Fig 8: Lateral intraoperative cervical x-ray demonstrating good position of interbody cages at C 3-4 and C 4 5 with anterior cervical plate (red arrow)
This 43 year-old female presents to ER with severe right leg pain and weakness. She was unable to get comfortable in any position. She had taken anti inflammatories and had a recent epidural which did not help improve her radicular symptoms. She had ⅘ weakness in her right dorsiflexor, EHL, and plantar flexor. MRI revealed two-level disc disease with a massive extruded right L5-S1 disc herniation, most likely because of her severe acute radiculathy (Fig. 9A & 9B) She also has a large right L4-5 disc/osteophyte protrusion.
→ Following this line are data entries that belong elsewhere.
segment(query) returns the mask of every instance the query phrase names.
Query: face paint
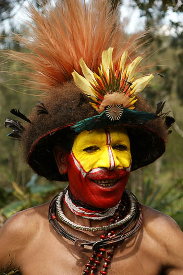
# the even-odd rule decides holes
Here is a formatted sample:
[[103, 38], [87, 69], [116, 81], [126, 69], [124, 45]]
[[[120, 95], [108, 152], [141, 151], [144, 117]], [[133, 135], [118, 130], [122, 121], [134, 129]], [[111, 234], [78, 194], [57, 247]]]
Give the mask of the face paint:
[[75, 139], [66, 158], [73, 195], [97, 208], [118, 203], [131, 166], [129, 140], [124, 129], [84, 131]]

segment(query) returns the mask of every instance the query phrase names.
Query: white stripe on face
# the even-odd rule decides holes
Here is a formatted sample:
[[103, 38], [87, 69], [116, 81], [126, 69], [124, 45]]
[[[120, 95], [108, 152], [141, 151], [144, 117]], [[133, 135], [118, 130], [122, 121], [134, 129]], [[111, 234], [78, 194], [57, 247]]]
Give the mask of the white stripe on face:
[[106, 144], [108, 146], [108, 156], [109, 158], [109, 170], [113, 170], [115, 167], [115, 161], [114, 160], [114, 157], [113, 155], [113, 152], [112, 151], [111, 149], [111, 136], [110, 132], [109, 131], [109, 129], [107, 129], [105, 130], [106, 134], [106, 138], [107, 138], [107, 142]]

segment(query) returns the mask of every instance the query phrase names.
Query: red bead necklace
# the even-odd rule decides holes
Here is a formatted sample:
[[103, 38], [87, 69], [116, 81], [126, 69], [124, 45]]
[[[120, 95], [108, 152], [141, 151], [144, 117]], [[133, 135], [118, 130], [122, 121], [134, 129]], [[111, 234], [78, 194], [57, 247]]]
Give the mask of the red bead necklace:
[[[123, 217], [121, 215], [122, 212], [123, 216], [125, 215], [127, 212], [126, 206], [126, 202], [123, 200], [123, 204], [120, 203], [117, 211], [115, 213], [114, 216], [110, 218], [107, 225], [109, 225], [115, 222], [117, 222]], [[123, 229], [124, 226], [121, 227], [121, 229]], [[118, 233], [118, 231], [116, 232]], [[108, 232], [104, 233], [103, 234], [100, 235], [100, 240], [103, 239], [112, 238], [115, 236], [115, 232], [113, 230], [109, 231]], [[89, 258], [88, 262], [85, 264], [85, 269], [83, 269], [83, 275], [94, 275], [97, 271], [97, 267], [101, 263], [101, 261], [103, 258], [104, 263], [102, 265], [102, 270], [100, 271], [100, 273], [101, 275], [106, 275], [107, 273], [107, 269], [108, 268], [108, 265], [111, 263], [111, 258], [113, 256], [114, 250], [117, 244], [116, 243], [113, 243], [111, 246], [110, 251], [108, 251], [106, 253], [106, 249], [104, 248], [100, 248], [98, 250], [94, 251], [91, 256]], [[106, 253], [106, 256], [104, 257], [103, 254]]]

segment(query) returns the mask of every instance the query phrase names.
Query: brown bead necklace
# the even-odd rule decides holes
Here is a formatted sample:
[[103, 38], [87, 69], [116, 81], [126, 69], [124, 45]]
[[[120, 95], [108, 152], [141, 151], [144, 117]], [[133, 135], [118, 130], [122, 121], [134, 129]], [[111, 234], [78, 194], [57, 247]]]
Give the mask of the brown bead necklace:
[[[110, 225], [119, 223], [124, 219], [130, 211], [132, 203], [130, 203], [129, 194], [133, 196], [136, 204], [136, 210], [132, 218], [117, 228], [111, 229]], [[68, 232], [58, 222], [56, 201], [57, 195], [49, 205], [48, 211], [49, 222], [54, 229], [63, 237], [74, 243], [76, 250], [83, 250], [85, 245], [92, 246], [93, 252], [91, 257], [85, 264], [85, 268], [83, 270], [83, 275], [94, 275], [97, 274], [98, 267], [103, 259], [102, 270], [100, 270], [100, 274], [106, 275], [109, 264], [110, 264], [115, 247], [118, 244], [121, 244], [124, 239], [132, 236], [140, 228], [142, 221], [142, 213], [141, 205], [135, 196], [126, 189], [122, 197], [118, 209], [113, 216], [110, 217], [107, 226], [108, 230], [103, 231], [100, 236], [98, 241], [89, 241], [81, 239]], [[132, 200], [131, 200], [132, 201]], [[109, 251], [106, 252], [106, 248], [110, 248]]]

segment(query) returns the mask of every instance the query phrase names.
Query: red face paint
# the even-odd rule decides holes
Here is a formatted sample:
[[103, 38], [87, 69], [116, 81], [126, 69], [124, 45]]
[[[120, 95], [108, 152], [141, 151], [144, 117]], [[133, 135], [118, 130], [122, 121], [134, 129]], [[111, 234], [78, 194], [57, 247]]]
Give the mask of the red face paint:
[[[69, 187], [71, 193], [79, 200], [96, 208], [108, 208], [115, 206], [121, 198], [128, 179], [129, 169], [94, 169], [84, 177], [75, 166], [72, 155], [68, 158]], [[128, 171], [127, 171], [128, 170]], [[103, 186], [94, 181], [112, 180], [111, 186]]]
[[[80, 200], [96, 208], [106, 209], [116, 205], [120, 200], [129, 176], [130, 151], [129, 156], [128, 153], [127, 158], [126, 151], [123, 152], [114, 149], [116, 144], [119, 144], [119, 136], [120, 140], [124, 134], [127, 139], [128, 137], [126, 133], [121, 133], [121, 131], [113, 131], [112, 134], [109, 130], [102, 130], [101, 134], [101, 131], [93, 130], [93, 132], [94, 136], [97, 133], [97, 140], [95, 138], [92, 143], [90, 139], [88, 144], [85, 140], [85, 145], [90, 147], [97, 146], [99, 149], [96, 153], [88, 153], [86, 157], [84, 155], [83, 158], [80, 157], [83, 154], [83, 139], [81, 143], [76, 141], [77, 145], [75, 147], [74, 145], [73, 151], [67, 156], [69, 186], [72, 194]], [[86, 134], [90, 136], [88, 133]], [[124, 143], [126, 146], [129, 144], [129, 148], [128, 141], [129, 143], [126, 141]], [[123, 159], [125, 161], [127, 159], [128, 161], [124, 162]], [[128, 163], [128, 166], [125, 164], [124, 167], [123, 163]], [[105, 183], [104, 181], [110, 182]]]

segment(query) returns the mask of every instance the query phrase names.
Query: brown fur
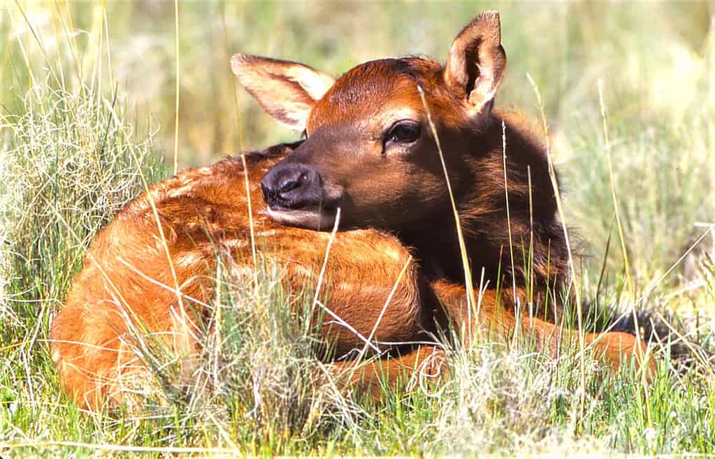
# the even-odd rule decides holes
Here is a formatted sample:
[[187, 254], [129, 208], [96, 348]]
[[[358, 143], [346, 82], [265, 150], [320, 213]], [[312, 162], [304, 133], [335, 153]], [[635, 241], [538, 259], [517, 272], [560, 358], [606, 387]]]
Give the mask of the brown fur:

It was felt that she should undergo an L4-S1 laminectomy and in situ fusion. We removed a massive L5-S1 disc fragment, dissecting a massive cavity underneath as well as above the posterior longitudinal ligament. We treated the right L4-5 protrusion as a lateral recess stenosis and decompressed well the descending right L5 nerve root. The patient had complete resolution of her radiculopathy and strength.